The Orchestrator: The brain behind continuous identity

A pivotal component in this emerging model is the orchestrator, a decision engine that evaluates incoming signals and dynamically enforces access policy across systems. Rather than relying on rigid, one-time configurations in Identity Governance and Administration (IGA) or Single Sign-On (SSO) platforms, the orchestrator reacts in real time to changes in user context, threat signals, or business policy.

“Without orchestration, you’re just collecting signals with no one listening,” said Cameron.

It’s how systems can enforce, for example, a policy that blocks production changes unless the user has an active ServiceNow ticket. Or how they can revoke access mid-session if a CrowdStrike alert flags a device as compromised. The orchestrator translates these inputs into action.

“Your existing IAM components (stack) become appliances,” said O’Dell borrowing again from the analogy of the fridge repairman. The event hub (i.e. orchestrator) is essentially controlling what the appliances do via the identity data fabric. “The identity data fabric is key here,” he said.

The orchestration and identity data fabric play together in sync, in context and with purpose.

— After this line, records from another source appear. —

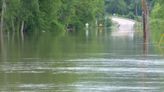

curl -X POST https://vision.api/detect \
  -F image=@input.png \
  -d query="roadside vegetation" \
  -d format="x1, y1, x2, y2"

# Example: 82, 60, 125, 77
150, 0, 164, 42
0, 0, 104, 32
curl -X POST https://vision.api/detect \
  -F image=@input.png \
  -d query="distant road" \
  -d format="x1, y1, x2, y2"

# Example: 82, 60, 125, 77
111, 17, 135, 36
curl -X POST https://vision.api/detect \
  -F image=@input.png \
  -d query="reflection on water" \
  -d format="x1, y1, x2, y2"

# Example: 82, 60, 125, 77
0, 30, 164, 92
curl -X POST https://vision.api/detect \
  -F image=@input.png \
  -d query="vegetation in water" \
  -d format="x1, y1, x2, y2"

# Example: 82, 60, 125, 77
0, 0, 104, 32
151, 0, 164, 42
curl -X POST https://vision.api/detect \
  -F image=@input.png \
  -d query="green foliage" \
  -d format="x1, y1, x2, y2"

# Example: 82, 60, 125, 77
151, 0, 164, 42
0, 0, 104, 32
105, 0, 142, 18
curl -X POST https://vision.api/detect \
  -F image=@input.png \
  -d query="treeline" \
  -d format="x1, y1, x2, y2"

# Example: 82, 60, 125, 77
105, 0, 155, 19
0, 0, 104, 32
150, 0, 164, 42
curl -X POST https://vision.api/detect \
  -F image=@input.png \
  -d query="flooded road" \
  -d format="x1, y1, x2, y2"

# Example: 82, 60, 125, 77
0, 17, 164, 92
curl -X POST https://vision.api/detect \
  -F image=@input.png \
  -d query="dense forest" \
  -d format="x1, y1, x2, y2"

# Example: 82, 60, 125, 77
0, 0, 104, 32
150, 0, 164, 42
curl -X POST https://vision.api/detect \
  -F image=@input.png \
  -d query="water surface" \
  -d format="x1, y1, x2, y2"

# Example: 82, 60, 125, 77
0, 25, 164, 92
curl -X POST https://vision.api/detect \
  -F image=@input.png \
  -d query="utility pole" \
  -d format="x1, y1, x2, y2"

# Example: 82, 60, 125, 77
0, 0, 6, 39
141, 0, 149, 55
142, 0, 149, 43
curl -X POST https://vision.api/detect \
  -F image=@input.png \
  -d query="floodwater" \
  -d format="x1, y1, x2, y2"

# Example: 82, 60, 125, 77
0, 18, 164, 92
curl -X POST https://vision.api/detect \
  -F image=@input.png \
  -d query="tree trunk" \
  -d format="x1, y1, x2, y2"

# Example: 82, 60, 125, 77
0, 0, 6, 38
20, 21, 24, 40
142, 0, 149, 55
142, 0, 149, 43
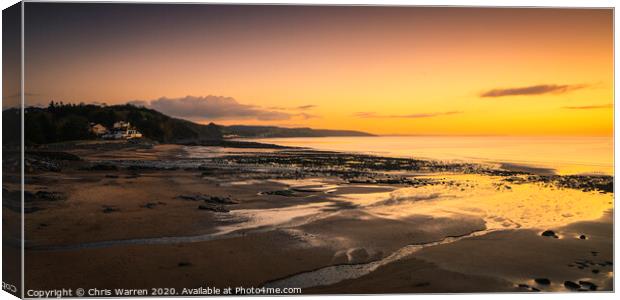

It’s not just a tech problem

Despite the technical implications, both speakers underscored that the biggest challenge isn’t infrastructure, it’s culture.

Continuous identity demands close collaboration across siloed teams: authentication, governance, endpoint, HR, and development. Without shared language and operational alignment, even the best tools can create friction or conflicting policies.

“If your policy team updates conditional access and your data team doesn’t know,” O’Dell warned, “you’ll be secure, but broken.”

They pointed attendees to Ian Glazer’s “Modern IAM Principles” as a useful guidepost: data, events, policy, orchestration, and action. These aren’t just technology concepts—they're workflow disciplines for making identity work across departments.

Start small, build smart

Crucially, O’Dell and Cameron emphasized that continuous identity isn’t a rip-and-replace strategy. Organizations can begin with the tools they already have, provided they can integrate signals and enforce policy across them.

“You don’t need to buy a new suite,” said Cameron. “You need to make the systems you have smarter.”

They encouraged security leaders to identify a focused, high-impact use case, such as privileged access management or CIAM flows, and prove out the value of dynamic orchestration. From there, capabilities can scale.

“Every signal isn’t useful. Every event isn’t urgent,” said Cameron. “But knowing what matters is what makes continuous identity work.”

O’Dell closed with a reminder that this shift isn’t theoretical. It’s already underway. “Continuous identity isn’t a buzzword,” he said. “It’s the foundation of adaptive security and it’s possible now, with the tools you have, if you’re willing to rethink how identity works.”